Es importante que mi padre sea el bueno. Por lo menos, es importante para mi padre, de cara a, todos. A sus propios padres.
Cuando habla de los médicos a mí me ha contado sonriente que la infección de orina que le ha hecho la vida imposible a él (y a mi madre), se la habían provocado los propios médicos.
Ahí. Con la sonrisa en la boca.
Creo que mi padre ante los médicos se comporta como si fueran sus padres. 
Le cuidan y le putean todo lo que pueden. 
Y él sonríe y dice que es bueno. Y que no podrán con él.

Con los médicos pasa eso. Yo hago lo mismo. Pero en mi caso, acudo a los médicos cuando me doy una ostia. Me gustan los médicos.
Me han recogido del suelo tan a menudo que no tengo más que palabras amables.

Pero a sus espaldas hago lo que me sale de los putos cojones. Y me machaco el cerebro. A ver si reviento. Si caigo, que me recojan. Ese es su trabajo. Es lo único que hacen.
Al igual que con mis propios padres, si no saben hacer mejor las cosas, está bien que por lo menos me recojan del suelo. Tal vez así los médicos hagan algo útil para variar.
Así saben que algo han hecho mal conmigo.

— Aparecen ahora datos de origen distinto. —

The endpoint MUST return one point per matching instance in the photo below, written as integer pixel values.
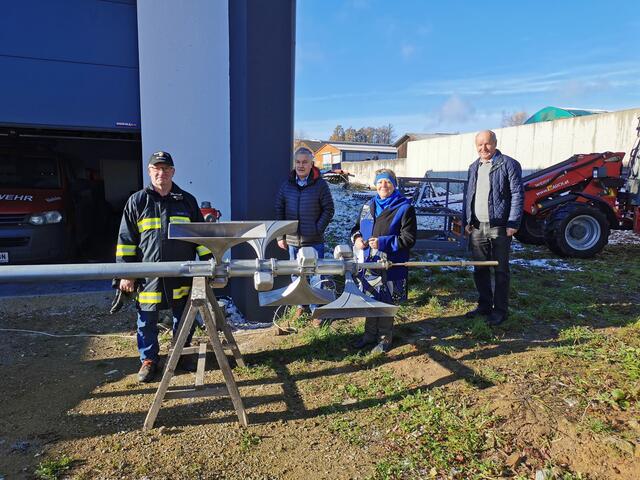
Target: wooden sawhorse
(204, 301)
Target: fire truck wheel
(531, 230)
(576, 230)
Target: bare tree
(514, 119)
(350, 135)
(299, 134)
(384, 134)
(338, 134)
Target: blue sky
(445, 66)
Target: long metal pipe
(230, 269)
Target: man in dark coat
(143, 237)
(305, 197)
(494, 200)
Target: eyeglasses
(163, 169)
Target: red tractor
(572, 206)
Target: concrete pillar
(216, 91)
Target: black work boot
(188, 363)
(147, 371)
(381, 348)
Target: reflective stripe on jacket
(396, 229)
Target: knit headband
(387, 176)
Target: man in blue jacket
(305, 197)
(494, 202)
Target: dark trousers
(492, 243)
(147, 331)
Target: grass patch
(478, 329)
(435, 436)
(377, 384)
(248, 441)
(53, 469)
(349, 430)
(255, 372)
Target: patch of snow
(624, 237)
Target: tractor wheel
(576, 230)
(531, 230)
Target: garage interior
(102, 167)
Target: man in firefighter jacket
(143, 238)
(386, 227)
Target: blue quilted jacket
(506, 195)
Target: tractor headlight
(45, 218)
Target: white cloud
(456, 110)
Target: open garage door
(62, 192)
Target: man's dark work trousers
(492, 243)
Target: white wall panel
(184, 92)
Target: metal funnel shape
(217, 237)
(354, 303)
(274, 229)
(299, 292)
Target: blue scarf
(382, 203)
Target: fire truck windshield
(29, 172)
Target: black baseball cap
(161, 157)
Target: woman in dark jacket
(386, 227)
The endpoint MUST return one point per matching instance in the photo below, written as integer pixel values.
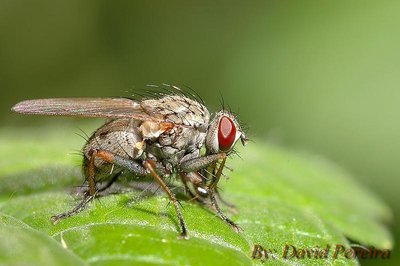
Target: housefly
(166, 134)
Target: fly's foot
(183, 236)
(236, 227)
(80, 207)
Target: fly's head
(223, 133)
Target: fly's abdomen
(120, 137)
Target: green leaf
(22, 245)
(284, 199)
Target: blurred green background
(316, 75)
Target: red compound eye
(226, 133)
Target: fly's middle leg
(107, 157)
(151, 167)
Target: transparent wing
(85, 107)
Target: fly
(159, 136)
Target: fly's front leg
(193, 165)
(107, 157)
(214, 203)
(151, 167)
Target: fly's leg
(108, 157)
(193, 165)
(151, 167)
(231, 206)
(196, 180)
(109, 183)
(214, 203)
(213, 190)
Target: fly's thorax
(175, 145)
(223, 132)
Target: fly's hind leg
(89, 195)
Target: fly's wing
(85, 107)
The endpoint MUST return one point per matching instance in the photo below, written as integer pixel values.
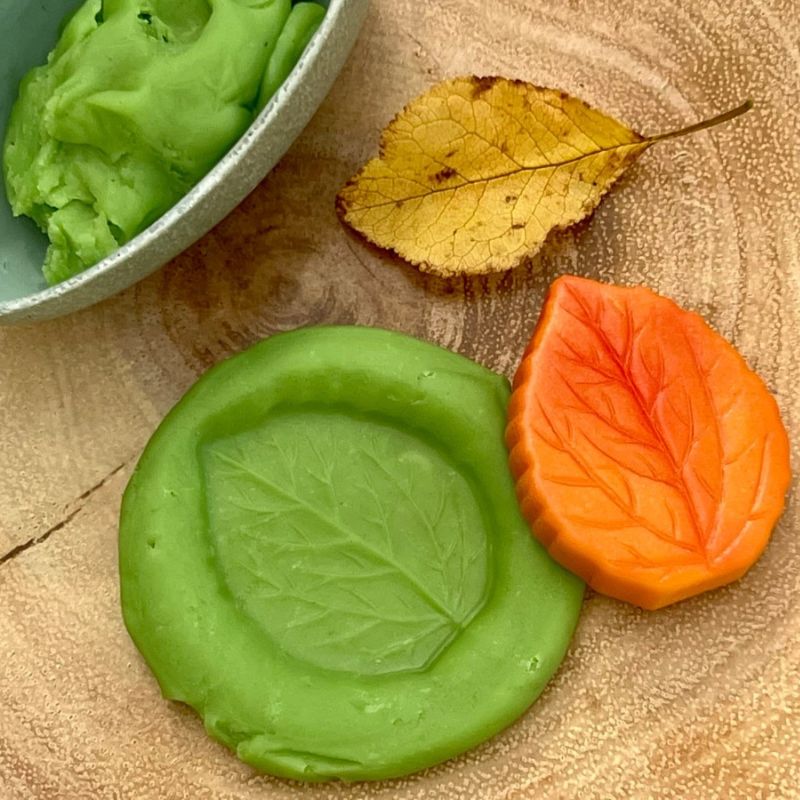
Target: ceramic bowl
(28, 30)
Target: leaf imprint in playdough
(474, 174)
(315, 556)
(649, 458)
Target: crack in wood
(80, 500)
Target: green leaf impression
(354, 545)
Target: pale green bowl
(28, 31)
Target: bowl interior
(28, 31)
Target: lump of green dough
(139, 99)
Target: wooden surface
(697, 701)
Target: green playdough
(139, 99)
(322, 553)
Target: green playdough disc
(322, 553)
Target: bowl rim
(15, 309)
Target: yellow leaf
(475, 173)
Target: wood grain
(697, 701)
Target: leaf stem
(705, 124)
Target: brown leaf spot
(443, 174)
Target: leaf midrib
(347, 534)
(644, 143)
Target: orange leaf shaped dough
(649, 458)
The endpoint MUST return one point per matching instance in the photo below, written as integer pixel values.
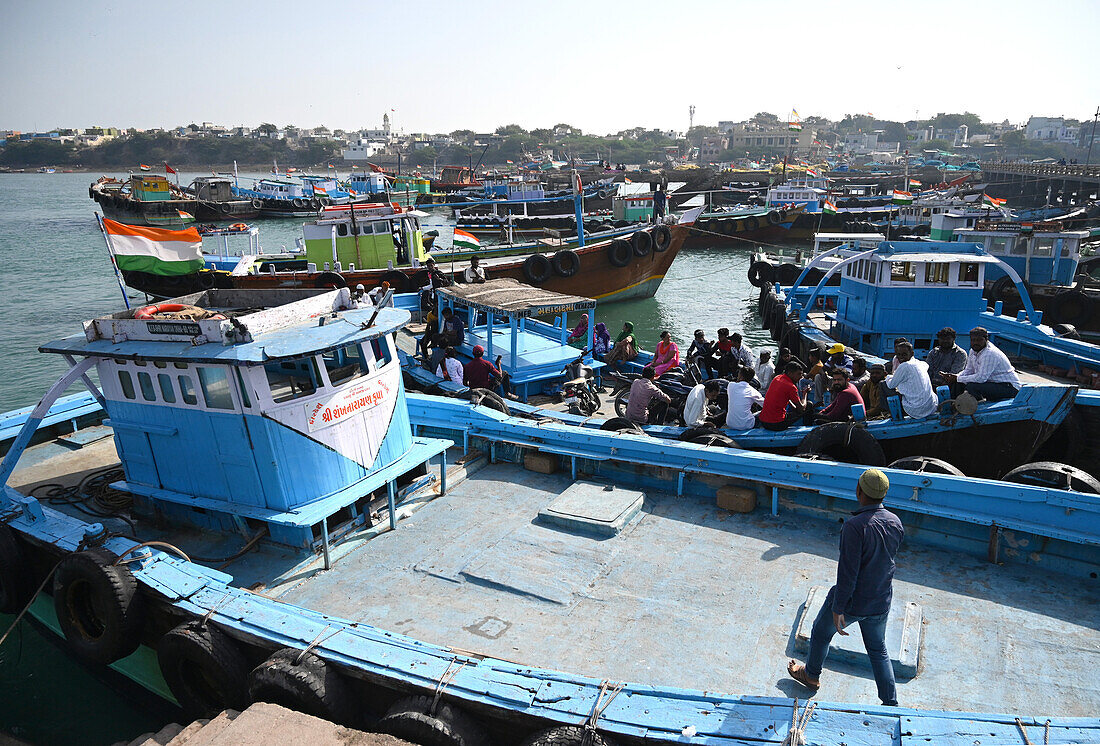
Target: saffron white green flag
(157, 251)
(464, 240)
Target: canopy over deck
(510, 298)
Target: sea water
(55, 273)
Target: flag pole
(114, 264)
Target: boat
(146, 199)
(367, 244)
(398, 561)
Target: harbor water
(56, 274)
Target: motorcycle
(580, 390)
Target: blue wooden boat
(304, 531)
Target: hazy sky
(601, 66)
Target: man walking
(864, 589)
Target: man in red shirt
(844, 396)
(783, 391)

Mi madre ya sabe recogerme del suelo, tiene práctica.

En cuanto a mis padres. Que han sido unos malos padres. Esa sería una lectura parcial.
Bueno, no creo que hayan podido hacer otra cosa. Es como todo.
Funcionamos programados. Hacemos y lo que hacemos es lo que tenemos que hacer y ya está. No es nada personal contra nadie. El mecanismo de la vida debe continuar. Y se perpetúa. 
Funcionamos programados.

Hay otro programa.
“Mi abuela materna sabía que yo  era nena”.
La muy hija de puta parece que no sabía mirar entre las piernas y ver que la cosa tenía pelotas.

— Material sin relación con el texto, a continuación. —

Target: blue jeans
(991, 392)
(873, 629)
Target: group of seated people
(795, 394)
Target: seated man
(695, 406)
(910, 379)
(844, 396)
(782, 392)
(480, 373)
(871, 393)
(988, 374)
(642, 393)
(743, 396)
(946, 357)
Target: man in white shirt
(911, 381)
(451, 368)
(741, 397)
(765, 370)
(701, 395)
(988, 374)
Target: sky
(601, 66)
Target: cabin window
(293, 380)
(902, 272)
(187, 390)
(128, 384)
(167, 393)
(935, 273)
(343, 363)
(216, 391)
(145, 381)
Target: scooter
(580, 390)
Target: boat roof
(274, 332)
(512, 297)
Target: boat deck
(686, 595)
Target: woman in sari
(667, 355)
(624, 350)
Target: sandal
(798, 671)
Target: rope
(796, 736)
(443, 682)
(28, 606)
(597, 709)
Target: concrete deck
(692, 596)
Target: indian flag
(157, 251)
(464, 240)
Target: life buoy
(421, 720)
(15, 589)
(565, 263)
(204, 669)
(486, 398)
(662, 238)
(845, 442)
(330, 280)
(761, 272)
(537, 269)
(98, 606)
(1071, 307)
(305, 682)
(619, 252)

Yo encuentro que en toda esta malla que conforma el tejido social, no hay nada que se escape.
Mi solución ha sido siempre, ni una cosa ni la otra.
Creo que aprendí muy pronto que si tienes problemas y, si por casualidad te preguntan, normalmente nadie quiere saber nada de nada.
Si pones cara de circunstancias, durante más de dos segundos seguidos, y no contestas, cada uno saca sus propias conclusiones y te dejan en paz.
Las conclusiones a las que llegan es curioso que no tienen nada que ver conmigo. Cada persona tiene su propia vida y sus historias.
Nadie quiere saber nada en realidad. Ni yo voy a dejar que nadie sepa nada de mí.
En ese sentido, ni me voy a inclinar hacia la derecha ni a la izquierda.

Escoger a mi padre o a mi madre, ya era un tema bien difícil cuando había tanta competencia en mi infancia y los recursos de “cantidad de atención que podía reclamar para mí” eran tan escasos.

Normalmente la parte del león, se la llevaba el león. Pero eso suele funcionar bien para los leones. 
Que en una familia toda la atención que merecen los hijos se la lleve el padre...
“Todas las estrellas doradas eran para él”, y siguen siéndolo.
Supongo que tengo celos de mi propio padre. Tal vez será cierto que yo era un poco nena desde siempre.
Pero esa es una historia que deberá ser contada en otra ocasión.

Mi padre nos lo daba todo. Pero creo que usurpó la poca cantidad de atención que nos pertenecía por derecho de ser hijos.
Ya digo que eso, en su caso, ha sido para su propia supervivencia. 
Pero para mí, los pocos huevos que había que tener, creo que se los comió él. 
Les puso sal.

Eso hay que reconocerlo. Mi padre sabe poner sal a todo lo que hace. Aunque tenga que pisar a todo el mundo, él va primero. 
Los demás, son berberechos, según su propia definición.